Будто дело тут было в том, чтобы обнаружить ум.

Делая мне замечание, Александр Васильевич поджимал губы и принимал одну из самых своих вежливо-кокетливых поз – воспитанного человека лишь крайняя необходимость вынуждает делать замечания. Было у этих поз и еще одно, даже как бы вызывающее значение: истинное благородство там, где людям прививают эти устойчивые к смене любых обстоятельств манеры.

Тем же тоном, которым, отказываясь слушать мои объяснения, утверждал: «Этих слов в русском языке нет»,– он мне говорил:

– Ты же интеллигентный мальчик!

Он был вторым человеком в Германии, который говорил мне это. Первым был фельдшер, наложивший гипс на сломанную руку. Закончив перевязку, он почему-то спросил: «Интеллигент?»

Больше всего Александр Васильевич поразил меня тусклой реакцией на мои рассказы о русском лагере, на мою ненависть. Он отклонял эти разговоры. Это был первый человек, который в ответ на мою настойчивость – я почувствовал его сопротивление – сказал мне обо всем, что я пережил:

– Да, но…

И это тоже как-то связывалось с его манерами, которыми он как бы намекал, что истинная мудрость там, где люди приобретают такие манеры, и что истинная точка зрения и не может быть мне известна.

Он все видел своими глазами, и это потрясало меня больше всего. Значит, и так может быть: все видеть и не возмутиться, не принять в сердце. Конечно, он не русский и не француз. Но ведь человек!

Он и возмущал меня и был чем-то жалок.

Рассорились мы из-за Жана, хотя Жан, понятно, об этом не знал. Я был влюблен в Жана, настроен на его интонацию, запоминал любимые словечки. За каждым словом Жан произносил: «Бон дье!» Я очень раздражал Александра Васильевича, не к месту, естественно, повторяя эти непонятные слова.

– Это очень плохое ругательство,– сказал мне Александр Васильевич.

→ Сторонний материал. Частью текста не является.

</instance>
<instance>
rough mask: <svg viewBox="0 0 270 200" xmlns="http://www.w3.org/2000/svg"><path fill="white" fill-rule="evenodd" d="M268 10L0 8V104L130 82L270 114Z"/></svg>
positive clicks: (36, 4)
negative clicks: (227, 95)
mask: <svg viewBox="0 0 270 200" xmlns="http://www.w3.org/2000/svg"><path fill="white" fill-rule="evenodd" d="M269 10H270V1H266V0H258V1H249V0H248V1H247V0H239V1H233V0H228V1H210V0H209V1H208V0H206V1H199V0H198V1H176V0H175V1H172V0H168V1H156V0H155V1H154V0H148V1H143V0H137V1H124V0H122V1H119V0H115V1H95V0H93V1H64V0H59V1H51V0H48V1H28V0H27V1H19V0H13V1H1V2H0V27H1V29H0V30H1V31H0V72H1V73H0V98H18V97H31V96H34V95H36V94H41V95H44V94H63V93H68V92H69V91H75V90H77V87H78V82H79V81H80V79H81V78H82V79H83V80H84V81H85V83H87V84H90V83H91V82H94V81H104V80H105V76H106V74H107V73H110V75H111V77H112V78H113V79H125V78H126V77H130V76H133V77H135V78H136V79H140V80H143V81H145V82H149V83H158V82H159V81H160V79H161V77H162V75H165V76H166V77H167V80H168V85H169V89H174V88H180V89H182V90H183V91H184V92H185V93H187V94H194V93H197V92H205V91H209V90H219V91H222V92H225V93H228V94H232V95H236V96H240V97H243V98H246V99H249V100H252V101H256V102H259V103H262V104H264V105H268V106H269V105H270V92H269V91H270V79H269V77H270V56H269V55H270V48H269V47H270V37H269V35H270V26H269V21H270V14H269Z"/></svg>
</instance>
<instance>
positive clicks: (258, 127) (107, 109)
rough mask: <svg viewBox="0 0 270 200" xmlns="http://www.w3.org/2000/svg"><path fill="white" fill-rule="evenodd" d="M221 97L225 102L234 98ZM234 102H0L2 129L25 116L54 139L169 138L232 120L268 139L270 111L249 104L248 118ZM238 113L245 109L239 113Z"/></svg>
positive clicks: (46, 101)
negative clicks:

Как– то, доказывая мне, что французский язык превосходит русский по количеству ругательств, Александр Васильевич хладнокровно перечислил и перевел несколько сильных выражений. И я был удивлен, узнав, что «бон дье» -всего лишь «добрый бог». Тогда Александр Васильевич объяснил, что это святотатственное ругательство времен войны протестантов с католиками и он просит не оскорблять его повторением этих слов.